# Worst Song Ever - Gnesa Music



## NightKnight (Dec 16, 2009)

Please poke my ears out...


----------



## GrayWolf (May 14, 2012)

If you turn the sound off it's still bad...there is not much that can make that worth listening to or watching again.


----------



## LVO (Sep 25, 2011)

Hmmm.... this sounds like someone asking if the milk smells spoiled...... I will pass!! lol


----------



## LVO (Sep 25, 2011)

Ok, made it to :44...... ouch


----------



## NightKnight (Dec 16, 2009)

For my ears:


----------



## Jeosndhaks (Mar 29, 2012)

I made it all the way through, doctor says I'll have permanent Gnesiaitis, yes it's that bad.


----------



## Jakerock (Mar 8, 2012)

That is amazing in its terribleness!


----------



## Flatband (Dec 18, 2009)

Jeez.


----------



## McLogan (Sep 21, 2012)

Not sure which is worse. Someone actually spending time making and publishing a video of this, or even calling it a "Music" video.


----------



## Jakerock (Mar 8, 2012)

"It takes all kinds man" Enjoy!


----------



## Hrawk (Oct 25, 2010)

_Thread should contain the warning 'NSFA'_


----------



## bullseyeben! (Apr 24, 2011)

Make it stop! :'(


----------



## Jakerock (Mar 8, 2012)

I am on my 4th listen! Too amazing.


----------



## NightKnight (Dec 16, 2009)

I think Jake is taking some "mood enhancing" drugs! lol


----------



## Jakerock (Mar 8, 2012)

I love a trainwreck!

I put it on my facebook earlier...
38 comments
14 likes
8 shares
WOAH... also 40,000 more views in three hours!

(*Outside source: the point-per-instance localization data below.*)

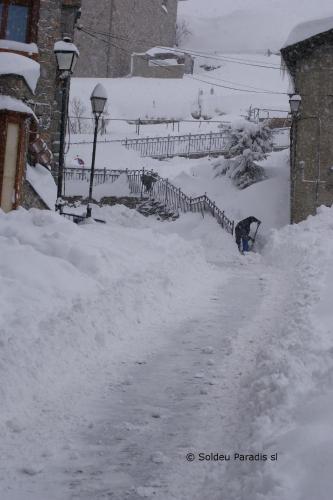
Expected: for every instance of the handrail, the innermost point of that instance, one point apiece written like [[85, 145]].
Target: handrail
[[172, 197]]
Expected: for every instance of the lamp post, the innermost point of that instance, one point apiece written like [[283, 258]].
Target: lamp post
[[98, 100], [294, 101], [66, 55]]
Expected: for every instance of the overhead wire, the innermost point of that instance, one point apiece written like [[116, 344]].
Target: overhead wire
[[156, 63], [239, 60]]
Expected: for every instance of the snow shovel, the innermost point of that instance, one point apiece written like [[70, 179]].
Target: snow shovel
[[253, 239]]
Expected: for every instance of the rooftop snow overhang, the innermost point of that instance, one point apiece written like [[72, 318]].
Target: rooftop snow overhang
[[293, 52], [8, 103], [18, 65]]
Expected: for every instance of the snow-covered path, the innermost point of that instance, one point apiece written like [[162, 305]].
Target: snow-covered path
[[181, 398]]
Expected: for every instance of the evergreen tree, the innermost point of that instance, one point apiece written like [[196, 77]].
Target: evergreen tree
[[249, 143]]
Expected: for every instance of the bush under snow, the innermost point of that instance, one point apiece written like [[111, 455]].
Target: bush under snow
[[249, 143]]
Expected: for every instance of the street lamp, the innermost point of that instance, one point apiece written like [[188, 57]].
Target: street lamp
[[294, 101], [66, 54], [98, 100]]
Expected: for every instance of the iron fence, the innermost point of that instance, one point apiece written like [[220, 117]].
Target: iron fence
[[161, 190], [180, 145]]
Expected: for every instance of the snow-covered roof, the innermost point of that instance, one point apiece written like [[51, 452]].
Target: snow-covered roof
[[43, 183], [154, 51], [16, 64], [63, 46], [163, 62], [309, 29], [99, 91], [30, 48], [12, 104]]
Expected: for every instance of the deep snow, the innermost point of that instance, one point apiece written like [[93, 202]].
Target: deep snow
[[124, 346]]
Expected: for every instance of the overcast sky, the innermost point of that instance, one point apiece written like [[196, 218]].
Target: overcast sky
[[304, 8], [247, 25]]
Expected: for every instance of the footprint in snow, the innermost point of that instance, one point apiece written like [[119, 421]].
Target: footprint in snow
[[207, 350], [158, 458]]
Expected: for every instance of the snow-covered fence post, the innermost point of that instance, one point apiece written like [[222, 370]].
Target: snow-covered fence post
[[210, 142], [142, 177], [168, 144], [189, 145]]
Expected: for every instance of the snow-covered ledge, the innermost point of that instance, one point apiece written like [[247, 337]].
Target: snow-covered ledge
[[9, 103], [16, 64], [28, 48]]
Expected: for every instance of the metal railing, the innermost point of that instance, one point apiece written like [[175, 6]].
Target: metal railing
[[171, 197], [180, 145]]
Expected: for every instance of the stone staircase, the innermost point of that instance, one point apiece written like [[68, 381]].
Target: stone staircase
[[147, 207], [153, 207]]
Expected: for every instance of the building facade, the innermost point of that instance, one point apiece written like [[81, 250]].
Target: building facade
[[29, 88], [114, 29], [309, 62]]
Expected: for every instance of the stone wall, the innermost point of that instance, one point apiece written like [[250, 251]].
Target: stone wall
[[141, 67], [312, 144], [31, 198], [134, 26]]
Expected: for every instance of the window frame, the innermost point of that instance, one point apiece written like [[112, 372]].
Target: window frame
[[32, 22]]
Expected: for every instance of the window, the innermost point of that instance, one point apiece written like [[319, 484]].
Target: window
[[15, 19]]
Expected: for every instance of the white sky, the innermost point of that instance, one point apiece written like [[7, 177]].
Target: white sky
[[247, 25], [305, 9]]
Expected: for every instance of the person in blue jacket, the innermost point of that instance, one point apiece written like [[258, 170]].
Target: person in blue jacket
[[242, 233]]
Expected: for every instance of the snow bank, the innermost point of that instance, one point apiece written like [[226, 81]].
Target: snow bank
[[290, 397], [244, 25], [43, 183], [15, 64], [12, 104], [309, 29], [75, 299]]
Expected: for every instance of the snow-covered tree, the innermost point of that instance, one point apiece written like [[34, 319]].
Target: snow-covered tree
[[182, 32], [249, 143]]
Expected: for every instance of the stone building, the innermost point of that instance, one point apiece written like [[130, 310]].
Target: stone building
[[114, 29], [29, 89], [308, 57]]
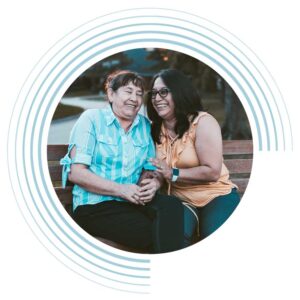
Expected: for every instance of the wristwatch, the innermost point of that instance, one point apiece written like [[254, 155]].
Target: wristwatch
[[175, 174]]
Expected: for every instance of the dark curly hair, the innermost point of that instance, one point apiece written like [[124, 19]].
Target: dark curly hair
[[186, 99]]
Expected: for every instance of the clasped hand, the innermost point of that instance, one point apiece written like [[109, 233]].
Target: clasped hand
[[142, 194]]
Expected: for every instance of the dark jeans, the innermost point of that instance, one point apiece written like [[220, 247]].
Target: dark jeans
[[156, 227], [216, 212]]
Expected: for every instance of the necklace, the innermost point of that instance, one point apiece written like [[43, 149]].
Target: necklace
[[171, 138]]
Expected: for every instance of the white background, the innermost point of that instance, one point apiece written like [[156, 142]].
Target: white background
[[256, 253]]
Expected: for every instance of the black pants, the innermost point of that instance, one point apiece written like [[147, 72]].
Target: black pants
[[156, 227], [215, 213]]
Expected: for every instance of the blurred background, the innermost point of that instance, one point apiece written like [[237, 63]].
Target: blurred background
[[87, 91]]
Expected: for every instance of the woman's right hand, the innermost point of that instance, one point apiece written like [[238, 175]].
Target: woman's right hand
[[131, 193]]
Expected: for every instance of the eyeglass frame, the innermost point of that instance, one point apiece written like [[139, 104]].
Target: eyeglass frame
[[159, 92]]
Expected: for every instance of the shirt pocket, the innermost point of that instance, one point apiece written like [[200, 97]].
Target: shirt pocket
[[141, 150], [107, 148]]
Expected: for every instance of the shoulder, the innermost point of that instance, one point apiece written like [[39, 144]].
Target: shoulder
[[92, 114]]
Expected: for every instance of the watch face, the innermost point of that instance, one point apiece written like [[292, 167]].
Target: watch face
[[175, 172]]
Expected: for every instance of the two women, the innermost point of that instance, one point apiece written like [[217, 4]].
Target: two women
[[108, 150]]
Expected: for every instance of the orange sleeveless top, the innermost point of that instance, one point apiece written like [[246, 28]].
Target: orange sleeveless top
[[181, 154]]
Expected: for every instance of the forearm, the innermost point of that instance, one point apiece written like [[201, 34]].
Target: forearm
[[93, 183], [198, 175]]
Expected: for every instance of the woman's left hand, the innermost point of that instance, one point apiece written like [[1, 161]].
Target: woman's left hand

Not bad! I think its a hit Aaron!

...hold on I have to give it another spin....


----------



## ruthiexxxx (Sep 15, 2012)

OMG...I lasted a few seconds. Now THIS is what I call a good female singer. Gretyl is amazing!


----------



## NightKnight (Dec 16, 2009)

Wow, that Grytle chick sounds like a dude!


----------



## ruthiexxxx (Sep 15, 2012)

She can really belt it out can't she







But I suspect that, like many Industrial Heavy Metal singers, the bass end of the vocals are considerably enhanced.


----------



## tnflipper52 (Jan 26, 2012)

I'm sorry but that is somewhat undesireable to my tender ears. I bet they had the auto tune on her voice too. Immagine hearing that in a live performance. Good God ya'll!!!!!!!!!!!


----------



## Imperial (Feb 9, 2011)

i swear to whatever god there may exist ! if i hear that song again , i will shoot whatever or whomever is playing it !















 
.
.
heres my contribution, first time i heard and saw this piece of manure ,i threw my slayer







 reign in blood cd at my tv  . . . . . 
.
.


----------



## tnflipper52 (Jan 26, 2012)

Ween, never could relate to the band, guess I wasn't drunk enough or young enough back in 92. Maybe weiners.


----------



## wombat (Jun 10, 2011)

okay, I'm just back from the pub and I only lasted 'till 1.42!! but with that said that subject title was "worst song ever" so that's gotta be the blind black guy's song ( sorry I can never remember his name) " You are the apple of my eye". jeez just typing it gives me the willies!


----------



## Imperial (Feb 9, 2011)

well, you all gotta admit- the only thing flat thing about her is her singing .







 its listenable on mute .


----------



## tnflipper52 (Jan 26, 2012)

Read where this made it to #18 in Austrailia in 92. Wha?


----------



## Jakerock (Mar 8, 2012)

Heh... Since aaron posted this it has been seen 800,000 times... Was @ 60K.


----------



## Hrawk (Oct 25, 2010)

I'm surprised no one has posted Rebecca Black yet


----------



## lightgeoduck (Apr 3, 2011)

Hrawk said:


> I'm surprised no one has posted Rebecca Black yet


Ha, you know I was tempted to every time someone posted, but kept thinking Aaron,s video was really really horrible.. At least Rebecca,s vid you learn that the next day is Saturday and Sunday comes afterwards


----------



## NightKnight (Dec 16, 2009)

This chick s much worse than Rebecca. Rebecca isn't good. This chick is genuinely bad.


----------



## Whiteleather (Feb 4, 2012)

****....I mean...I....uh....jeeze. Why would you do that? I want my 32 seconds back.


----------